The Nazis used eugenics not just to murder the disabled, but as part of their attempted extermination of the Jews during the Holocaust. The German historian Martin Broszat, in his The Hitler State, points out that the Nazi murder of the disabled served as a trial run for the mass slaughter of the Jews, including the use of poison gas. And there were Nazis and Nazi-sympathisers over here, who shared the same horrendous views.

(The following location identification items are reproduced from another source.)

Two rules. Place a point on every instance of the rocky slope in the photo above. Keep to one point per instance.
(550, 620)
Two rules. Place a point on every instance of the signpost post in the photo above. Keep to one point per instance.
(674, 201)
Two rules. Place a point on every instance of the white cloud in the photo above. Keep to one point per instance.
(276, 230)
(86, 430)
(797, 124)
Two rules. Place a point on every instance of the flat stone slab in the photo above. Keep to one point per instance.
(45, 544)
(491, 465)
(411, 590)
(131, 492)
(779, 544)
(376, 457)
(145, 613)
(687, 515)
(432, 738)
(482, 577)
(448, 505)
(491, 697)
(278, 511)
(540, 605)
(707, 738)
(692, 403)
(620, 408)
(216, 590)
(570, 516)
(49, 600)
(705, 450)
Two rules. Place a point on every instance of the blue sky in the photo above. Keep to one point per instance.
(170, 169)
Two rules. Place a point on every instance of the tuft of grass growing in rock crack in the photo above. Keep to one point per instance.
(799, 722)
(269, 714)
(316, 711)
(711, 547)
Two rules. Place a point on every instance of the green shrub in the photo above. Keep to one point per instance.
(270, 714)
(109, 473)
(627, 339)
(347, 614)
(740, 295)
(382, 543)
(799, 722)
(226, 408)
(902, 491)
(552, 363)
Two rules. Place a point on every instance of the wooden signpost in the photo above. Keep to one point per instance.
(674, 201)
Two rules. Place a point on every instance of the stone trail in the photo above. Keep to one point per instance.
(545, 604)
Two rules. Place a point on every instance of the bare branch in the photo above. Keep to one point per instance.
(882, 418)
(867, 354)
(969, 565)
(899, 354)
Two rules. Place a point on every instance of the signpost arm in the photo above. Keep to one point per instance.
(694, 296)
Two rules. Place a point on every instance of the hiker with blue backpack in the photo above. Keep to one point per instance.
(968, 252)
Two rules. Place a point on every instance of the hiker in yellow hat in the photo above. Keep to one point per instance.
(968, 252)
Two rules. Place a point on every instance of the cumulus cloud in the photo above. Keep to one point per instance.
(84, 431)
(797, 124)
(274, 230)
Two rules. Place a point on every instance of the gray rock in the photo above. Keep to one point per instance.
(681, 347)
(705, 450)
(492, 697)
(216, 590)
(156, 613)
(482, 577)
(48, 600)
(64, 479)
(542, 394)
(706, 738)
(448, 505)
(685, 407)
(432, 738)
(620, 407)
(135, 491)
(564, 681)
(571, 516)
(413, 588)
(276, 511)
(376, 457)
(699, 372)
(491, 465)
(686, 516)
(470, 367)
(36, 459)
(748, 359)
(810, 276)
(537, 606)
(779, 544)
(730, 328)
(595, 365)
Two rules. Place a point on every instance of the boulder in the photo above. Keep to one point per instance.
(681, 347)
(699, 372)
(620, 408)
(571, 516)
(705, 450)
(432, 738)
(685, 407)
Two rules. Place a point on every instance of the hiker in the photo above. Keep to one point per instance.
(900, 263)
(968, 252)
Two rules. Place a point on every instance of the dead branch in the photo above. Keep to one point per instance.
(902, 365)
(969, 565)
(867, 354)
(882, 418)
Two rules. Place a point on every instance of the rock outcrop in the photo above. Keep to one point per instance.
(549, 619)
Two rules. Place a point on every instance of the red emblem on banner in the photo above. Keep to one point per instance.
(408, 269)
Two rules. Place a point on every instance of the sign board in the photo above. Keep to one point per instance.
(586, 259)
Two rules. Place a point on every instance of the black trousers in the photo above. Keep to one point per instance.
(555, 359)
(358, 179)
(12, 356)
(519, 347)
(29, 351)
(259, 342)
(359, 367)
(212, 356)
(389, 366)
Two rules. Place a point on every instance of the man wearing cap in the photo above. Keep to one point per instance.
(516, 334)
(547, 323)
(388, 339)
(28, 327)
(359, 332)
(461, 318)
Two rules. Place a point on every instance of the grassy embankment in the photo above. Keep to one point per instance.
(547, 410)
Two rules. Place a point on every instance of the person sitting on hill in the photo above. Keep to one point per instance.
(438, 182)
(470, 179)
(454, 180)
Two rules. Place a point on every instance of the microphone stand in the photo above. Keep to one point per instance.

One of these was Lord Lymington, an aristocrat, who wished to recreate the rural, agrarian and feudal society he idealised over modern capitalist, industrial society. Lymington was also a fan of eugenics, and in his 1943 book, Alternative to Death: The Relationship between Soil, Family and Community, discussed ‘the dangers of losing our own character from alien influence and blood’ in which he ranted about the threat to British racial purity from ‘the marketer, the unscrupulous trader, the slick haggler, the seditious natural underdog’, who was a type of immigrant ‘too often conditioned to the mental slum and the bazaar’. (See Richard Griffiths, What Did You Do During the War? The Last Throes of the British Pro-Nazi Right (Routledge, 2017) 240-1.) All of which is coded way of playing on anti-Semitic prejudice, without actually spelling it out in so many words. The quote graphically demonstrates why so many people found Young and his belief in eugenics so repulsive, that he ended up resigning from his position on the universities’ regulatory board. And why so many people this week have been extremely unimpressed with Bradley and Cleverly, and their stupid, bigoted, dangerous and contemptible comments.